The exposé should outline a research project that has at its centre the Global Biodiversity Information Facility, GBIF.
The project should aim to make this archive/database/online discovery environment into a productive site for ethnographic engagements. The guiding questions directing such engagements are: How can we open the “black box” that is GBIF? How can we use GBIF to problematise issues around naturecultures, the role of nature in politics and the role of politics in nature, the intersection of nature/biology and colonialism, the politics of collection and collecting, the practices of knowing nature, the consequences of the datafication of nature? The exposé is meant to be developed in conjunction with all seminar participants, working towards a collective and shared research project. However, it should also contain a “personalised” component, representing your individual contribution to the research project. For this, we suggest you use your “digital pet” as a research companion that will help you guide your question, approach and/or literature.
The exposé can take the following structure: 1. Introduction to GBIF and the datafication of nature (shared) 2. Introduction of the (set of) issue/s and concept/s that you wish to address. These can be taken from the key literature (production of scientific knowledge; the problem of collaboration; the problem of technologies and their politics; etc.) or could include additional/other relevant concepts. (shared with the option to personalise) 3. Methodology (shared AND personalise): This should address how you will carry out the research project and include methodological/analytical concepts from the literature (eg “data ideology”; “boundary object”; etc) 4. Work packages and timeline (shared AND personalised) 5. Literature (shared AND personalised)
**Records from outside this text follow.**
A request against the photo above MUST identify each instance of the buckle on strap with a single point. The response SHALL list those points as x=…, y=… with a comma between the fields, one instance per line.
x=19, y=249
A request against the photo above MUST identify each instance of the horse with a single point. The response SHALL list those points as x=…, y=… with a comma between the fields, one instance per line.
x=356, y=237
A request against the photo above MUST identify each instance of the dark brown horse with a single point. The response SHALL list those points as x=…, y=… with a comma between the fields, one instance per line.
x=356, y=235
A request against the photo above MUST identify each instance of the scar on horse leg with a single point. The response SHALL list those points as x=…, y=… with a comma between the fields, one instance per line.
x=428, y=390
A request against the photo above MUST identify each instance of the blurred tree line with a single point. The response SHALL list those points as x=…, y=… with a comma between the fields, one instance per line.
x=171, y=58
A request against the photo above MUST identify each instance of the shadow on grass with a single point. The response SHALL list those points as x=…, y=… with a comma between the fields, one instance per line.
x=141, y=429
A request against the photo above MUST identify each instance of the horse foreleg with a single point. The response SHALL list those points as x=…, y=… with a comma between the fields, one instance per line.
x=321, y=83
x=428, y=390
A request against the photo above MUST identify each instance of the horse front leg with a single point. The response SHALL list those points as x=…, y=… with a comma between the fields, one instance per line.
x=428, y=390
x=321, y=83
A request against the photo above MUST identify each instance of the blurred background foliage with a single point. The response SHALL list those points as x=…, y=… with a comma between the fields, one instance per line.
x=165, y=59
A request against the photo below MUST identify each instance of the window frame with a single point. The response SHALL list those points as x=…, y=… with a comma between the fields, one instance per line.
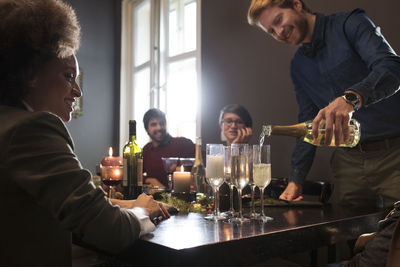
x=158, y=63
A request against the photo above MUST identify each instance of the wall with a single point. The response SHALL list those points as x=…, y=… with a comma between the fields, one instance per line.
x=241, y=64
x=98, y=57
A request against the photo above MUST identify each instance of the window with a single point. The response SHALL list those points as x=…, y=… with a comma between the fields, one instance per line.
x=161, y=65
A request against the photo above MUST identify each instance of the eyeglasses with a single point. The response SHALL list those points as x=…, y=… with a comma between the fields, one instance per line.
x=229, y=122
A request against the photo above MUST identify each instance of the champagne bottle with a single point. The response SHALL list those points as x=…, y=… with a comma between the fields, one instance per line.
x=303, y=131
x=198, y=173
x=133, y=165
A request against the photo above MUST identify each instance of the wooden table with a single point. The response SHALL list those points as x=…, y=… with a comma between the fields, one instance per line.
x=190, y=240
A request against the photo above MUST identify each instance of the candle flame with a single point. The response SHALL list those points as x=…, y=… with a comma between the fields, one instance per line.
x=117, y=172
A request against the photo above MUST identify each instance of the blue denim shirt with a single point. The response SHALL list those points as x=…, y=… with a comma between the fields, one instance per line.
x=347, y=51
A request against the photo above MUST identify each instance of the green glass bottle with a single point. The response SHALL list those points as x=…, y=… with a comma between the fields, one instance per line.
x=303, y=131
x=132, y=182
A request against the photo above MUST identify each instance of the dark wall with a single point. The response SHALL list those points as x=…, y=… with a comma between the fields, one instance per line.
x=241, y=64
x=98, y=57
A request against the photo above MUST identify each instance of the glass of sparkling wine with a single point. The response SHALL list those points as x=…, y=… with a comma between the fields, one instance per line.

We will be focusing on the following aspects this term: The question of the “social”: anthropology is concerned with “human” affairs but how can we get to the “human” elements, the social interactions when dealing with data and data infrastructures? You have raised this issue throughout the seminar, so this term we will take some time to examine how to figure the social (or its traces) in GBIF and beyond. For this, we will look at literature from infrastructure studies and material cultures.